10/28/2022, 4:36 PM
Not sure if it's where I should ask since it's about prometheus, but it's the helm chart installed via the Rancher UI. The prometheus pod keeps dying with OOM it appears. I haven't seen any more explanation so far. It's been running ok for about a week, so I wonder if it's just a sizing issue.
CrashLoopBackOff (back-off 5m0s restarting failed container=prometheus pod=prometheus-rancher-monitoring-prometheus-0_cattle-monitoring-system(5296c2b1-660b-4c15-a16f-b139a66b559d)) | Last state: Terminated with 137: OOMKilled (ponent=tsdb msg="WAL segment loaded" segment=207 maxSegment=208 level=info ts=2022-10-28T16:29:49.827Z caller=head.go:854 component=tsdb msg="WAL segment loaded" segment=208 maxSegment=208 level=info ts=2022-10-28T16:29:49.828Z caller=head.go:860 component=tsdb msg="WAL replay completed" checkpoint_replay_duration=12.698413338s
using the default values in the helm chart, only changed the retention to 10d. memory request 750M, limit 3GB,
Is there a way to ballpark the memory usage of the container based on the data retention, the number of dashboards etc...

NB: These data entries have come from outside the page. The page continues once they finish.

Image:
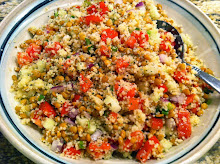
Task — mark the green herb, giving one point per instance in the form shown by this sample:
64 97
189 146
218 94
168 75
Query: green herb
208 101
165 112
111 88
207 90
88 42
82 144
88 124
169 106
114 48
41 97
56 14
148 32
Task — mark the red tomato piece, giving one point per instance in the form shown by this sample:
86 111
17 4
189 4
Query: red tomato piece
190 99
92 9
64 110
156 123
121 64
33 50
146 151
71 152
133 103
131 42
180 76
85 83
52 49
184 128
103 7
164 87
47 109
23 59
195 109
76 98
108 33
131 93
92 19
105 51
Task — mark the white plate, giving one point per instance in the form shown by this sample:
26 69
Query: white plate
13 31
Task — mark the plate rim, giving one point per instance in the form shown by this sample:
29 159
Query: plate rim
14 140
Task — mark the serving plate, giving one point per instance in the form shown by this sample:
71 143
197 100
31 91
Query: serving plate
13 31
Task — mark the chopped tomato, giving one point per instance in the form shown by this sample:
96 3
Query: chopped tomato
71 152
103 7
138 137
52 49
92 9
47 109
133 103
164 87
184 128
33 50
64 110
113 116
85 83
195 109
108 33
98 151
104 51
121 64
92 19
23 59
131 42
146 151
190 99
180 76
36 117
156 123
76 97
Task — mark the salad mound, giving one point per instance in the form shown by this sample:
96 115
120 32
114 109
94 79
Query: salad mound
100 81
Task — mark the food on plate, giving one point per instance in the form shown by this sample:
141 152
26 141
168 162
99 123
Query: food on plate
100 80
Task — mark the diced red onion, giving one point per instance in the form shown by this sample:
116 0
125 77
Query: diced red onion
140 4
170 124
90 65
73 114
57 145
57 89
114 146
178 99
163 58
69 121
95 135
130 10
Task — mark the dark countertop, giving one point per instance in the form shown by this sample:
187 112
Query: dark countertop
10 155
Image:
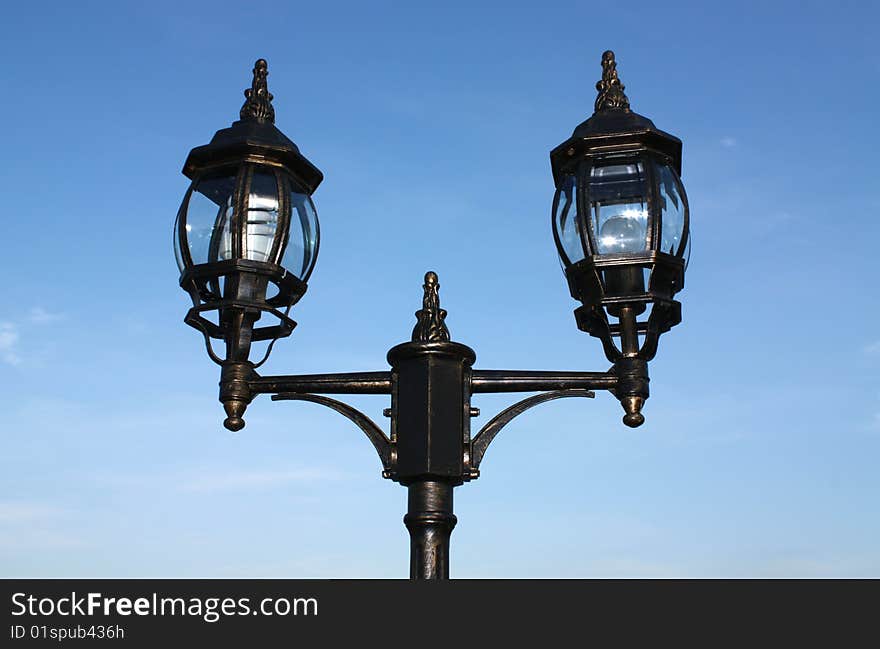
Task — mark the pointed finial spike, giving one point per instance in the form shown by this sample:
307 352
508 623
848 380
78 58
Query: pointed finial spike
258 99
431 327
611 95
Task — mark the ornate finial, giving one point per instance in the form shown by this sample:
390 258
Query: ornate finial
431 328
258 104
611 95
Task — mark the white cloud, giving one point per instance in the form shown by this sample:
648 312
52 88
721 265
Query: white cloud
9 343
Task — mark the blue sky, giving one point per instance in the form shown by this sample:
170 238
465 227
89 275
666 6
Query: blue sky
432 124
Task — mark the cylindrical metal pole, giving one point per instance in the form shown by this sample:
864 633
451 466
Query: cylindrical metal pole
429 520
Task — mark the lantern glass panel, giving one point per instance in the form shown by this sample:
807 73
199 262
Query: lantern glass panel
618 210
566 223
302 245
262 217
672 209
208 218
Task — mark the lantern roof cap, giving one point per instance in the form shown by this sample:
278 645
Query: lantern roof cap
613 125
255 136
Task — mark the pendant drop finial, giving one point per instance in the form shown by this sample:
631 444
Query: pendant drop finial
611 95
431 327
258 99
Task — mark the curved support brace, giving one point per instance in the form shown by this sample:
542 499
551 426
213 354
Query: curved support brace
490 430
380 442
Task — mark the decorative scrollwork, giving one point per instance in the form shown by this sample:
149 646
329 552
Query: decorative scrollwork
490 430
380 442
258 99
611 95
431 327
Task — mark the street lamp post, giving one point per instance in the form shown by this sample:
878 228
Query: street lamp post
246 239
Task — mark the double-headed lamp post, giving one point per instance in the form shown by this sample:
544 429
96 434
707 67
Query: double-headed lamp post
246 240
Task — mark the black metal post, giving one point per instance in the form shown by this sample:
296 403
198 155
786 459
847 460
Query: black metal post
430 522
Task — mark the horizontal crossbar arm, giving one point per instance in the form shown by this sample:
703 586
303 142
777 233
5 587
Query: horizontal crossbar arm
342 383
528 381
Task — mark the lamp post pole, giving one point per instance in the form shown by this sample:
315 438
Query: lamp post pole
620 224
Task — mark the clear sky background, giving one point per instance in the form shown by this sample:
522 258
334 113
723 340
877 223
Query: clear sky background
432 123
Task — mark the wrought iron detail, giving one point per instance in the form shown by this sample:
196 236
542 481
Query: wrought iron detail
258 99
611 95
490 430
431 327
377 438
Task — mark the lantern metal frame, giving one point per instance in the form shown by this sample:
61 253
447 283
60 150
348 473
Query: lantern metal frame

I bumped the memory to 10G, and I see it is indeed using 3.7G at times.


10/28/2022, 4:53 PM
prometheus’s memory utilization isn’t really influenced by the number of dashboards. It’s more about data cardinality - how many different elements is it collecting in a period of time. More nodes / pods / services / etc will push that up. Basically, the larger your cluster, the more memory it will need.


10/28/2022, 5:00 PM
thanks. That makes a lot of sense. I was a bit lazy typing, that's what I meant in my head.